Ágætis Byrjun (approximately meaning "Good Beginning") is their second recording, but the first to be released outside of their homeland. It opens with a prologue of strange, subdued music played in reverse - like a Stone Roses instrumental that is drifting off to sleep. Indecipherable voices echo and fade. As the first track proper takes wing, vocalist Jon Thor Birgisson's voice soars like a boy soprano, in a baffling mix of Icelandic and a nonsense language of his own invention: Hopelandic. While none of the lyrics can be recognised by English ears, meaning and feeling shine through; the impact is seductive and breathtaking.

As the tracks progress - most of them over 8 minutes long, and bookended by strange atmospheric sounds - the ear is tantalised by swirling guitars, stately organs and gentle drums, embellished with beautiful orchestral and choral arrangements. Meanwhile Birgisson's astonishing vocal range runs the gamut from elegantly floating strains, to forceful outpourings of melody. To make things yet more interesting, woven among the familiar are strange sounds: an electric guitar played with a violin bow, vague electronic pulses and wails, perhaps heavily treated recordings of conventional instruments. Often it is impossible to tell just what physical objects are making the hypnotically beautiful sounds emanating from Ágætis Byrjun. This, of course, simply adds to the mystique. One can easily imagine that there are no physical objects involved at all: this really chould be the music of the spheres as heard by human ears.

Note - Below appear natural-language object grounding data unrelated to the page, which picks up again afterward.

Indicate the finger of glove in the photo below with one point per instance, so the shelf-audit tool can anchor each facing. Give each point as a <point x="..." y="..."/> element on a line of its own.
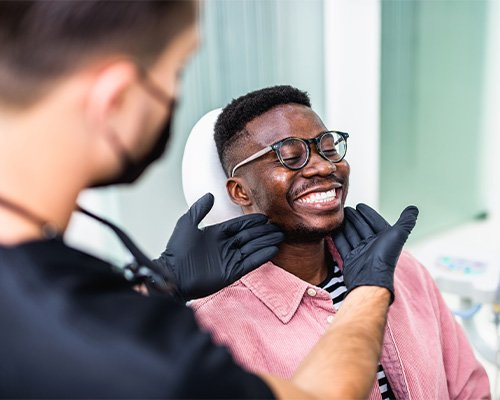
<point x="256" y="259"/>
<point x="351" y="234"/>
<point x="341" y="243"/>
<point x="408" y="219"/>
<point x="243" y="222"/>
<point x="373" y="218"/>
<point x="362" y="227"/>
<point x="270" y="240"/>
<point x="255" y="232"/>
<point x="199" y="210"/>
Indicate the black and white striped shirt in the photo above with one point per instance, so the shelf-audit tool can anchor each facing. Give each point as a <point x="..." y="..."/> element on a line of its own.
<point x="334" y="284"/>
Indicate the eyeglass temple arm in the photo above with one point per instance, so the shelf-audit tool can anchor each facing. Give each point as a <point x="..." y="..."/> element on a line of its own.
<point x="251" y="158"/>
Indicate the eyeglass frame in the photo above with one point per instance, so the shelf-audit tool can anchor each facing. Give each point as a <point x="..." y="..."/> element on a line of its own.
<point x="277" y="145"/>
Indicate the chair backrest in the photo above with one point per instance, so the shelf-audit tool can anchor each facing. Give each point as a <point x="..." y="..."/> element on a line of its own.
<point x="202" y="171"/>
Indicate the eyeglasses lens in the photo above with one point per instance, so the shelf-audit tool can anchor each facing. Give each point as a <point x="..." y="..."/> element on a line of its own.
<point x="333" y="146"/>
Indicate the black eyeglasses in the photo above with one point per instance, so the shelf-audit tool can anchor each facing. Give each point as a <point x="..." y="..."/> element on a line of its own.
<point x="294" y="153"/>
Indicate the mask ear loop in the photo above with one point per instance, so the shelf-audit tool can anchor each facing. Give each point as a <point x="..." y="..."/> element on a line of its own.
<point x="143" y="270"/>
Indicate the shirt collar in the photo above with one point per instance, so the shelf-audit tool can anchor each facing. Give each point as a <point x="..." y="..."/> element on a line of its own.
<point x="282" y="291"/>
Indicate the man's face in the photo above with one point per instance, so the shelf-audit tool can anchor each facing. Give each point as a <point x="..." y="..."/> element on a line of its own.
<point x="308" y="203"/>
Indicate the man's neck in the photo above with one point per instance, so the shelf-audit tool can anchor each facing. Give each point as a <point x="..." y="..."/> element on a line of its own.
<point x="306" y="260"/>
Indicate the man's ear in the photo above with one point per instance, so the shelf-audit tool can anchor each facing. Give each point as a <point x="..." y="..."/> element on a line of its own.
<point x="107" y="94"/>
<point x="238" y="192"/>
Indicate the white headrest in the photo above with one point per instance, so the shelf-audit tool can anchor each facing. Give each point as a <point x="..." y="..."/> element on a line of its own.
<point x="202" y="171"/>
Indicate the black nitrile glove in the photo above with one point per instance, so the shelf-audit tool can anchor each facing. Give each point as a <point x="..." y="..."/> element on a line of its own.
<point x="206" y="260"/>
<point x="370" y="247"/>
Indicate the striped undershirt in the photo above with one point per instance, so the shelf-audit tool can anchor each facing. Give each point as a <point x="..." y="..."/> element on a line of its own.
<point x="334" y="284"/>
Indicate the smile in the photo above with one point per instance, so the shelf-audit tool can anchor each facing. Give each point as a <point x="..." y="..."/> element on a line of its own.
<point x="319" y="197"/>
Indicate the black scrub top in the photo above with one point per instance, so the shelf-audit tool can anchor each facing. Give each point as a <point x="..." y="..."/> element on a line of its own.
<point x="70" y="327"/>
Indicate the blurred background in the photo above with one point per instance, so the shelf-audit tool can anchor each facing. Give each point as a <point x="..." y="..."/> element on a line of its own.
<point x="415" y="83"/>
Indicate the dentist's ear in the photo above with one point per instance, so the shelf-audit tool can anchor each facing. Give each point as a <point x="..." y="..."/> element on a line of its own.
<point x="238" y="192"/>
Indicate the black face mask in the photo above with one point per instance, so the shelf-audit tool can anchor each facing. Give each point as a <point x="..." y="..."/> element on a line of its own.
<point x="133" y="169"/>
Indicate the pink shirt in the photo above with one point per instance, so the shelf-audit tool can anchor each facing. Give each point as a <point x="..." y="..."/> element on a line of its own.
<point x="270" y="320"/>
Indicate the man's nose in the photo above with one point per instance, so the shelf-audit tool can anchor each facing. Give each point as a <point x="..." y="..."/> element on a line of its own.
<point x="318" y="165"/>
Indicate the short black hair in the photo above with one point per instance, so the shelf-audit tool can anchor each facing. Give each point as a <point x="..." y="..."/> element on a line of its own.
<point x="41" y="41"/>
<point x="230" y="125"/>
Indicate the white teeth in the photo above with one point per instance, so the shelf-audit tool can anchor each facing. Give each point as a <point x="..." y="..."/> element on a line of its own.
<point x="319" y="197"/>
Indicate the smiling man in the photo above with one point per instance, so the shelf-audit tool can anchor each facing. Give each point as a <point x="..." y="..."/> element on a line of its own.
<point x="281" y="160"/>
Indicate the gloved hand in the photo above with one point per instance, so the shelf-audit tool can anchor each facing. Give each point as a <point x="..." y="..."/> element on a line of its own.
<point x="206" y="260"/>
<point x="370" y="247"/>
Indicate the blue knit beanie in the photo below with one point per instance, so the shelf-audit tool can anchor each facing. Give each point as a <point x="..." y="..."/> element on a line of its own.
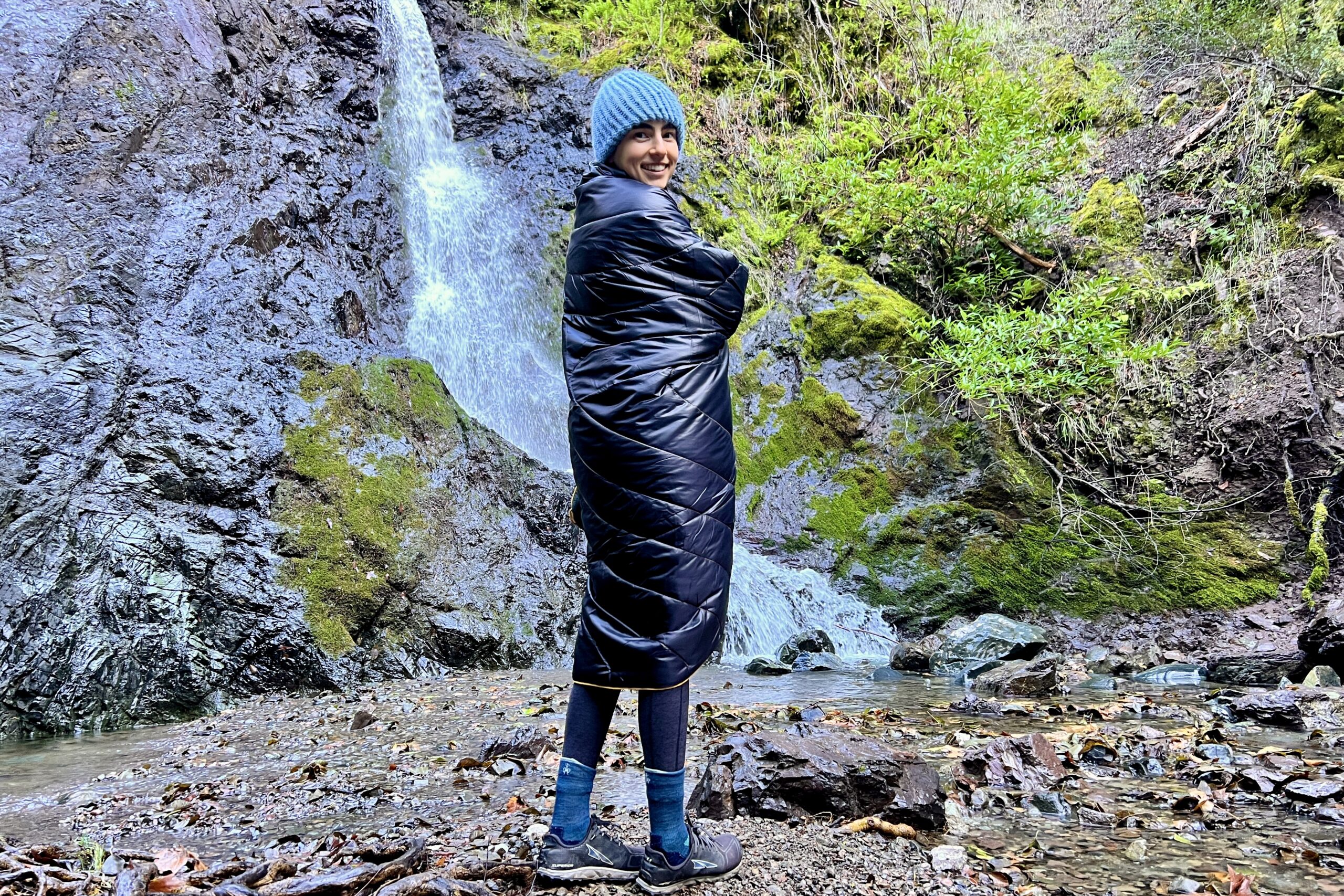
<point x="629" y="99"/>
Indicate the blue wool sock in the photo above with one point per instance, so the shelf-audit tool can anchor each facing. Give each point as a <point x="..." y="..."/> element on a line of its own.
<point x="573" y="798"/>
<point x="667" y="813"/>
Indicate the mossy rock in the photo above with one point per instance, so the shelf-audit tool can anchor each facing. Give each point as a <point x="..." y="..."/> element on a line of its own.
<point x="1113" y="214"/>
<point x="347" y="503"/>
<point x="817" y="425"/>
<point x="877" y="321"/>
<point x="1079" y="97"/>
<point x="1314" y="143"/>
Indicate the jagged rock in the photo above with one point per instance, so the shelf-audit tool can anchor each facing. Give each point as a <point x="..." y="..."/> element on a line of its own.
<point x="1321" y="678"/>
<point x="1097" y="683"/>
<point x="948" y="858"/>
<point x="1171" y="673"/>
<point x="817" y="662"/>
<point x="812" y="772"/>
<point x="990" y="637"/>
<point x="1315" y="790"/>
<point x="1026" y="763"/>
<point x="1301" y="710"/>
<point x="766" y="667"/>
<point x="1022" y="679"/>
<point x="1323" y="638"/>
<point x="230" y="215"/>
<point x="915" y="656"/>
<point x="975" y="671"/>
<point x="1257" y="668"/>
<point x="812" y="641"/>
<point x="1139" y="660"/>
<point x="524" y="742"/>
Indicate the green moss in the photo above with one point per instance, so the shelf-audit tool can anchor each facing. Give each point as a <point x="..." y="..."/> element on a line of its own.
<point x="1210" y="565"/>
<point x="1112" y="214"/>
<point x="1078" y="97"/>
<point x="1171" y="109"/>
<point x="878" y="320"/>
<point x="349" y="500"/>
<point x="1314" y="143"/>
<point x="1316" y="547"/>
<point x="816" y="425"/>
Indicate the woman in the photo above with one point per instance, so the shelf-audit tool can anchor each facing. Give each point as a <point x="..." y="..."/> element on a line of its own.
<point x="648" y="311"/>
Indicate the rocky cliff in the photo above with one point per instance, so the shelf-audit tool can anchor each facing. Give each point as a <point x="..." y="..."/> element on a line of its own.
<point x="201" y="378"/>
<point x="222" y="475"/>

If this review is somewhat vague, it's because it is impossible to adequately evoke the feeling of immersing yourself in Sigur Rós. An appropriate description of their art does not fit within our musical vocabulary. Like something beamed across the light-years from an alien world, or an aural time capsule left by a long-extinct race of semi-divine beings, this is music to move the soul and beguile the mind.